Zuallererst sollte man sich über eines klar sein: Was will ich schreiben, und wie lang soll es werden? Natürlich kennen wir das alle: Wir fangen mit einer Kurzgeschichte an, und bevor wir uns versehen, sind es zwanzig Seiten geworden, ohne das ein Ende abzusehen ist. Das ist legitim. Was aber wenn wir uns am Zügel reißen? Dann ist es nicht verkehrt, den Plot zu kennen, bzw. niedergeschrieben zu haben.
b) Wenn man weiß, das die Geschichte länger werden soll, hat es sich bewährt, entweder eine kurze Biographie zu jeder wichtigen Person zu schreiben, die Dinge wie Alter, Aussehen, Reaktionen und das Umfeld berücksichtigen (Nadia ist eine Waise. Sie ist dreizehn Jahre und sucht mit ihrem Jugendfreund Sam nach ihrer Vergangenheit. Sie ist fröhlich, weltoffen, etwas naiv, aber das macht nichts weil sie den schwarzen Gürtel in Judo hat. Sie hat blaue Augen, braune Haut, schwarze Haare, ein schmales Gesicht mit dezenter Nase und Segelohren. Sie ist eigentlich recht hübsch.).
c) Bei bestimmten Geschichten lohnt es sich, auch Exposés zu Orten zu verfassen, zu Technologie, zur Vorgeschichte der eigenen Story. Je größer sie werden soll, desto ausführlicher ist sie auch auszuarbeiten.
d) Geschichten schreiben ist wie ein Rollenspiel spielen. Hier gilt die Gesagt, getan-Regel. Alles was man nicht in die Geschichte schreibt ist folglich nie passiert, egal wie oft man hinterher drauf hinweist. Deshalb ist die Planung der Handlung ebenso essentiell wie eine gute Nachbearbeitung. Man liest grundsätzlich seine eigene Geschichte noch einmal durch, wenn sie fertig ist, und korrigiert seine Fehler und Unterlassungen.
e) Eine gute Geschichte muss den Leser beim ersten Satz fesseln und "bei der Stange halten". Es schadet also nichts, am perfekten Eröffnungssatz zu feilen. Bedenkt dabei aber IMMER, er muss auch zum folgenden Text passen. Schreibt also keinen Splatteranfang, wenn es eigentlich um eine Selbstfindungsstory geht.

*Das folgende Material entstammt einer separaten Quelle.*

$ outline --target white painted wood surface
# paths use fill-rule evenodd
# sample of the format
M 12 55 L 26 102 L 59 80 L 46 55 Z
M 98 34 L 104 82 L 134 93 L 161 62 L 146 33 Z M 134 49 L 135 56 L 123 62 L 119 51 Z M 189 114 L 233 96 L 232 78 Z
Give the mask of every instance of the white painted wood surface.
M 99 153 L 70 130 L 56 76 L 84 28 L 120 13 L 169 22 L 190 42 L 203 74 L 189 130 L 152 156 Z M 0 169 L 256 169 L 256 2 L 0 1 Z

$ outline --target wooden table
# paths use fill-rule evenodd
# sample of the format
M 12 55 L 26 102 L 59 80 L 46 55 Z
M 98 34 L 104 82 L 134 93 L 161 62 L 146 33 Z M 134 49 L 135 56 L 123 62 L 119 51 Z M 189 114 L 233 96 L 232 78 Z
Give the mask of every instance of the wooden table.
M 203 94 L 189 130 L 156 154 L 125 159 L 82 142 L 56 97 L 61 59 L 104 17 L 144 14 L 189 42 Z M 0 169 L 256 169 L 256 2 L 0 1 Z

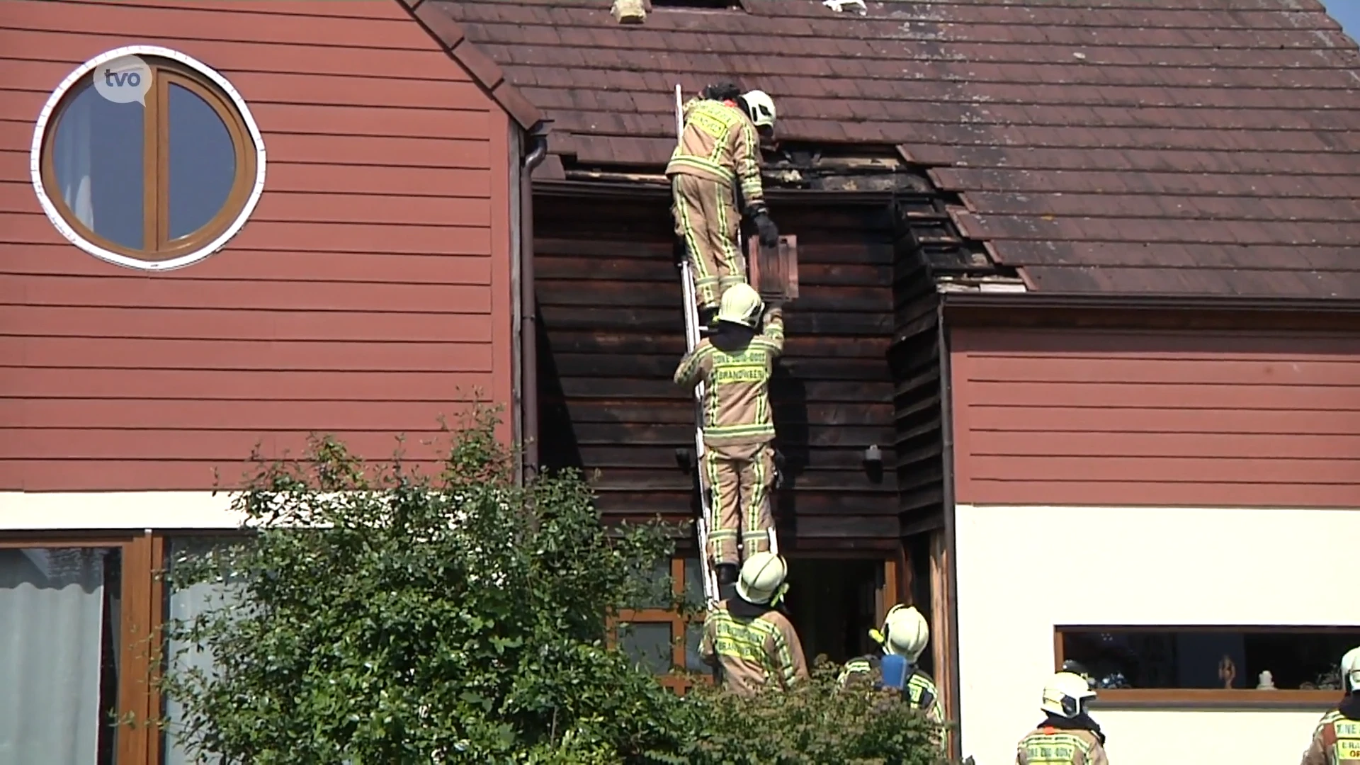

8) Noch ein Tipp für Fortgeschrittene: Ihr habt einen Text geschrieben? Ihr seid stolz auf Euch? Wollt Ihr dennoch was Neues lernen? Okay, dann nehmt einen beliebigen Text von Euch und dreht die Sätze um. D.h. nehmt einen Satz und stellt den komplett um. Allerdings sollte er später noch einen Sinn ergeben. Genauso wie der Text. Das hat was von: Dinge aus einer neuen Perspektive sehen. Und es macht Spaß.

9) Noch mal kurz zum Thema Self Insert: Es ist absolut legitim, sich selbst in seine eigenen Stories zu seinen Lieblingsserien rein zu schreiben. Und in den eigenen Stories darf man auch tun und lassen WAS IMMER MAN WILL.
Aber bedenkt eines: Je mehr Ihr übertreibt, je mehr die Kanon-Charaktere, die Ihr für Eure Story benötigt, gegen ihr Verhalten in der Serie/den Romanen/den Mangas/den Animes handelt, desto uninteressanter ist die Story für potentielle Neuleser. Ein guter Self Insert geht einfach in der Haupthandlung auf. Alles andere provoziert Kritik und hat zudem mit der Originalserie nichts mehr zu tun. Außer ein paar Namen, vielleicht.